C’è anche ogni tanto un velo di ironia, ad esempio il fatto che la grande consapevolezza della memoria che esiste sia sbloccata da un alcolico distillato in casa (“Una grande invenzione dell’uomo” dice Tilda) e la sensazione che stavolta questo regista tailandese sia più conscio di sé e voglia prendersi un filo meno sul serio, nonostante affermi delle idee audaci (ad essere gentili) sull’origine della vita.
Certo, nonostante il tema della memoria spirituale che attraversa tanti suoi film stavolta sia davvero a fuoco e messo in immagini con efficacia (che bella la scena della morte del contadino, lì per un attimo sembra Tsai Ming-liang, lì per un attimo quei tempi lunghissimi paiono servire a qualcosa), non ci sono dubbi che in Memoria come negli altri film del suo autore ci sia una dose superflua e fastidiosa di arroganza, di pretesa di coinvolgere lo spettatore in un gioco di interpretazioni e osservazioni che quasi mai è ricompensato per tutta la fatica.

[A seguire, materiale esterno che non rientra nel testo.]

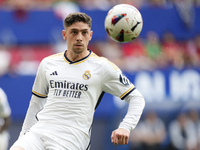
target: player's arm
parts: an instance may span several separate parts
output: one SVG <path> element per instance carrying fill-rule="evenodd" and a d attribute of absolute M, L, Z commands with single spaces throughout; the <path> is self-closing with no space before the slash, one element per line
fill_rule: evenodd
<path fill-rule="evenodd" d="M 115 64 L 106 60 L 102 68 L 103 91 L 120 97 L 129 104 L 125 118 L 111 135 L 111 141 L 115 144 L 127 144 L 130 131 L 135 128 L 143 112 L 145 101 L 141 93 Z"/>
<path fill-rule="evenodd" d="M 30 128 L 37 122 L 37 113 L 43 108 L 45 102 L 46 98 L 32 95 L 20 136 L 26 134 L 26 132 L 29 131 Z"/>
<path fill-rule="evenodd" d="M 40 63 L 33 84 L 32 97 L 22 126 L 20 136 L 24 135 L 37 122 L 37 113 L 43 109 L 48 94 L 48 82 L 45 76 L 46 61 Z M 36 92 L 37 91 L 37 92 Z"/>
<path fill-rule="evenodd" d="M 145 106 L 144 98 L 137 89 L 126 96 L 124 100 L 129 103 L 129 108 L 119 128 L 112 132 L 111 141 L 115 145 L 128 144 L 130 131 L 136 127 Z"/>

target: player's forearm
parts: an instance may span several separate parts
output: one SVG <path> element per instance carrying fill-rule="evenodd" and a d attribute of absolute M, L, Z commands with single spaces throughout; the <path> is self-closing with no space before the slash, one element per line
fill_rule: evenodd
<path fill-rule="evenodd" d="M 36 114 L 43 108 L 44 99 L 32 96 L 20 136 L 24 135 L 37 122 Z"/>
<path fill-rule="evenodd" d="M 129 103 L 129 108 L 125 118 L 120 123 L 119 128 L 131 131 L 139 122 L 145 106 L 145 101 L 137 89 L 130 93 L 130 95 L 125 98 L 125 100 Z"/>

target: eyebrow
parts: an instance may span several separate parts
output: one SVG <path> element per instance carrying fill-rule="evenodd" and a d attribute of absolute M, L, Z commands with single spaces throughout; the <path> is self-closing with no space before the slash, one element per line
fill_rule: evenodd
<path fill-rule="evenodd" d="M 89 31 L 89 29 L 82 29 L 82 30 L 79 30 L 79 29 L 76 29 L 76 28 L 72 28 L 71 30 L 76 30 L 76 31 Z"/>

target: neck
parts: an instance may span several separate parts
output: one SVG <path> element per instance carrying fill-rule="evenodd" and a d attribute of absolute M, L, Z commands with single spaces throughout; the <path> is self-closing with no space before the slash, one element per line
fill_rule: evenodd
<path fill-rule="evenodd" d="M 77 54 L 77 53 L 74 53 L 74 52 L 71 52 L 71 51 L 65 51 L 65 56 L 72 62 L 75 62 L 75 61 L 78 61 L 80 59 L 83 59 L 84 57 L 88 56 L 89 55 L 89 51 L 86 50 L 80 54 Z"/>

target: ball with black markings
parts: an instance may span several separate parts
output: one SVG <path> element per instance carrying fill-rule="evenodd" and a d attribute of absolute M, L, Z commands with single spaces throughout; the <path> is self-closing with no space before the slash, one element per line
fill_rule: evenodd
<path fill-rule="evenodd" d="M 105 30 L 116 42 L 127 43 L 139 36 L 143 20 L 139 10 L 129 4 L 115 5 L 105 18 Z"/>

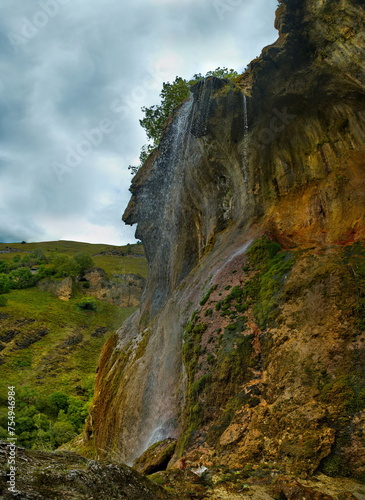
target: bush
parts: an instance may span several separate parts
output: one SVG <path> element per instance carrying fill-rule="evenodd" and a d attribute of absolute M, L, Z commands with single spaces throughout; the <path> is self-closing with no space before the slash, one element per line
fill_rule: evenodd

Tutto lo sforzo della visione è finalizzato alla ripetizione di un’idea di mondo in cui le piante e i sassi hanno la medesima economia, la medesima presenza e la medesima spiritualità di una comparsa umana, in cui i suoni lavorano tantissimo per raccontare la folla di “presenze” in ogni inquadratura, come se potessimo sentire il rumore di ogni singolo stelo o ogni goccia del ruscello. È indubbiamente affascinante ma anche indubbiamente ripetitivo ed eccessivamente esigente per il poco che ha da offrire.